Food matters for personal, public, and planetary well-being
“Environmental Justice” connects environmental concerns with other social justice movements. Like other social justice movements that focus on structural oppression (racism, sexism, heterosexism, classism, etc.), environmental justice recognizes a problem of power in society. Much like power in society has been misused to oppress various social groups (People of Color, women, LGBTQ people, people with disabilities, etc.) power has also been misused to create vast areas of environmental devastation throughout the world and to thwart attempts at environmental reform and preservation. Today there is growing realization that negative environmental impacts disproportionately burden socially marginalized groups like People of Color in the United States and people in developing countries abroad. In the midst of the environmental movement, advocates for environmental justice speak for human rights and with special concern for people who have often been abused.
Proponents of environmentalism work to shift the dominant worldview that commodifies land and objectifies living things. Proponents of environmental justice, like most environmentalists, encourage a shift from viewing the environment as a resource to exploit to seeing it as a web of interconnected living things, and the source of life itself. But environmental justice proponents go one step further, by prioritizing the needs of low income people, People of Color communities, and other oppressed groups, who disproportionately lack access to nutritious food, clean air and water, parks, recreation, health care, education, transportation, safe jobs, etc.
Self-determination, participation in decision-making and gaining control over land and resources are also key components of environmental justice for many People of Color. Justice making activities not accountable to oppressed communities tend to perpetuate the very oppression they try to fight, becoming paternalistic at best and oppressive at worst. A good example is the current “green” movement in the U.S. to move toward biodiesel to replace petroleum as an energy source; while this idea has its merits, the demand for corn as a biofuel causes food shortages abroad and rising food prices in the US, which disproportionately harm both poor people and people of color.
Questions for Individual/Group Reflection
1. What is the difference between environmentalism and environmental justice? What happens when social justice issues and environmental issues are kept apart?
2. In order to participate in environmental justice work, what do we need to understand about social oppressions like poverty, neo-colonialism, racism, classism, and sexism?
3. Reflect on the following quote from Van Jones in a interview with "Grist."
"The other thing to keep in mind is that people who have a lot of opportunity, the affluent, love to hear about this big crisis. Oh my god, global warming, we're all going to die. For people who have a lot of crisis already, they don't want to hear about another big crisis. They've got sick parents, no health care, all that kind of stuff -- they don't want to hear about it. The rhetoric has to change. For people with a bunch of opportunity, you tell them about the crisis. For people with a bunch of crisis, you tell about the opportunities. ”
Do the people of your community need to hear about the crises or the opportunities? Why?

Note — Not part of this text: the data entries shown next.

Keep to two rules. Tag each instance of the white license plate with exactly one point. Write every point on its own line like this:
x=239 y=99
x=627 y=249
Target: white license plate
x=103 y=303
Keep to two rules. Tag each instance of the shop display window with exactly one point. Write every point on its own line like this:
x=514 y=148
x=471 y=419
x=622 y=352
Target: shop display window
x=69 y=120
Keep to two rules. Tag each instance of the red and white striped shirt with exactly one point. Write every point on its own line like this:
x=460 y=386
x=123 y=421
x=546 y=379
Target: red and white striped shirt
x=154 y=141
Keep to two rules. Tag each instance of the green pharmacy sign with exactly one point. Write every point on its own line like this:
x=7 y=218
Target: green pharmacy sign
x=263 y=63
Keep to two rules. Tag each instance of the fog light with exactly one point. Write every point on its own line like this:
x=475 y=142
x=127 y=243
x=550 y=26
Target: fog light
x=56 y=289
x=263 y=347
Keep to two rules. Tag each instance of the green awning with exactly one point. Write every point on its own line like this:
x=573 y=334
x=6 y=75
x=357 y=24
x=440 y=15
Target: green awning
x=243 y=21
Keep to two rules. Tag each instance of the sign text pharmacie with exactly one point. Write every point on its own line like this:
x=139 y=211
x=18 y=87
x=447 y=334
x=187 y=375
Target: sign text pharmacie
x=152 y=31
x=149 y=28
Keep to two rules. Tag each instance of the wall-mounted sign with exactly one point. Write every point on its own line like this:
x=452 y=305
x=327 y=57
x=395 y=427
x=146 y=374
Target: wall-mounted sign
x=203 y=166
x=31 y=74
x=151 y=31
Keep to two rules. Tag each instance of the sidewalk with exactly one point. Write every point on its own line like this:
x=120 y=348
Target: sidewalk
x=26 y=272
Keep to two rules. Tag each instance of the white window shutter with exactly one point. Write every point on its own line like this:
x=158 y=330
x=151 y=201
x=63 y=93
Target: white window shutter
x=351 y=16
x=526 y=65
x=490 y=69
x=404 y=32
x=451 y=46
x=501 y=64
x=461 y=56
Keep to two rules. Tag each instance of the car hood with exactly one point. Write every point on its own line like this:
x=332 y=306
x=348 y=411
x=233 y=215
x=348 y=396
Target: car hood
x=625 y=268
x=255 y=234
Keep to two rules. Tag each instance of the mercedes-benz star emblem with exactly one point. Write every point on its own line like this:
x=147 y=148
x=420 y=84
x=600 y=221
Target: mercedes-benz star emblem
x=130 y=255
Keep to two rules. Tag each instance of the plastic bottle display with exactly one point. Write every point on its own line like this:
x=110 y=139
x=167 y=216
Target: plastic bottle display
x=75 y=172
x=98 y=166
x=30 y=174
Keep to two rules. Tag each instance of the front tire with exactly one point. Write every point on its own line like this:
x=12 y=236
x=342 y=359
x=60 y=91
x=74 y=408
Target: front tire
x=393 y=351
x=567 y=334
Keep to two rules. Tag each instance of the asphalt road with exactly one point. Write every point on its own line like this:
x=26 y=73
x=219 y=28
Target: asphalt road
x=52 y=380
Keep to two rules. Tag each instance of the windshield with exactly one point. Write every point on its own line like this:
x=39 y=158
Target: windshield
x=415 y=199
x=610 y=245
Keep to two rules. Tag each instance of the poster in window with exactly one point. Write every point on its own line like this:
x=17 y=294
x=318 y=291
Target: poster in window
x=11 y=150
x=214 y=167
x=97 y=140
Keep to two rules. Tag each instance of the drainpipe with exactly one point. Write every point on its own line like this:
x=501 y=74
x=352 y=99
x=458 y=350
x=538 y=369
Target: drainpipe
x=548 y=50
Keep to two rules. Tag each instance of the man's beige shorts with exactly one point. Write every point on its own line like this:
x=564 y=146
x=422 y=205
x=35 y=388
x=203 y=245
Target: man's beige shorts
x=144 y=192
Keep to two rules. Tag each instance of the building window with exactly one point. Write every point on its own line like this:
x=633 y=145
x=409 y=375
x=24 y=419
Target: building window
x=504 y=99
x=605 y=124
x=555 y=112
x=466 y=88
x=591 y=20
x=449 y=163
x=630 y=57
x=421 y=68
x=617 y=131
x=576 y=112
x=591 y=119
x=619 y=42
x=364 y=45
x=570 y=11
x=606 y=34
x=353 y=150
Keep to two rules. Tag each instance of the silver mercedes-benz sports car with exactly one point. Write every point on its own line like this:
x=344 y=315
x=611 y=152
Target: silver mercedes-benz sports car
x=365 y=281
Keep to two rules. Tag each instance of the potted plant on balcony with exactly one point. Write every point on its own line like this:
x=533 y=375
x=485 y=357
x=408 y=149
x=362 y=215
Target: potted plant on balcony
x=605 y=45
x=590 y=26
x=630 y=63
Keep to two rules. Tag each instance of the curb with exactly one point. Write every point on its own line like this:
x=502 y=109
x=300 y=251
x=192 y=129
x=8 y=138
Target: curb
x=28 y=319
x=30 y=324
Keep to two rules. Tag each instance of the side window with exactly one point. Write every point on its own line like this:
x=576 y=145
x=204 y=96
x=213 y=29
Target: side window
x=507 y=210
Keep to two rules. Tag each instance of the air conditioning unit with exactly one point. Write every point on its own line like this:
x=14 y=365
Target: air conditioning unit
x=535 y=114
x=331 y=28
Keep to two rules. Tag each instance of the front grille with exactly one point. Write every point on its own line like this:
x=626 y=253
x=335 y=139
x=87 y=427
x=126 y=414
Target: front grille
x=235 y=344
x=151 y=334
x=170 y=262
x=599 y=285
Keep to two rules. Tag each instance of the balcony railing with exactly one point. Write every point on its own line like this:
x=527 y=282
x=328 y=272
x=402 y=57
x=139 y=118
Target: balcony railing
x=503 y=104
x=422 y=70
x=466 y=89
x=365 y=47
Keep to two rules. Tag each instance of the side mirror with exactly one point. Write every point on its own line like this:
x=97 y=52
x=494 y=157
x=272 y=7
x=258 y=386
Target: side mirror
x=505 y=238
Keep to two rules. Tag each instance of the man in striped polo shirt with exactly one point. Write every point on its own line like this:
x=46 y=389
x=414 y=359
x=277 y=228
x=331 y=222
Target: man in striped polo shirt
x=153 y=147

4. As we discuss food issues, how can we bring our passion for environmental issues together with our social justice concerns?
Van Jones’s Ware Lecture
Van Jones is an American civil rights and environmental advocate and attorney. His first book, The Green Collar Economy (2008), reached #12 on the New York Times Best Seller list. This video captures his 2008 Ware Lecture, which received a standing ovation for several minutes from over a thousand Unitarian Universalists at their national convention. It is possible, he stressed, to fight pollution, poverty, and crime at the same time by “greening the ghetto first” and overcoming “eco-apartheid,” which leaves millions of already vulnerable people to shoulder the worst effects of the environmental crisis. Jones described how “a green wave can lift all boats,” and told UUs that they need “insist on a green economy” and prepare to govern. He pointed out that in West Oakland, a city of 35,000 people, there are no grocery stores, but 43 liquor stores. He called for urban farms, rooftop gardens, and other “ways to lift people up.” He reminded delegates that Martin Luther King's speech was not “I Have a Complaint,” “I Have a Critique,” or “I Have a Long List of Issues.” The country isn't looking for critique but needs our beautiful dream to be made real. With humor and conviction, humility and courage, Van Jones charges Unitarian Universalists to live with Environmental Justice. An excellent introduction to Environmental Justice in general, in this discussion, it will be most effective when paired with resources that focus on the relationship between environmental justice and food ethics, or combined with resources available on the website of an organization that Van Jones co-founded, Ella Baker Center for Human Rights.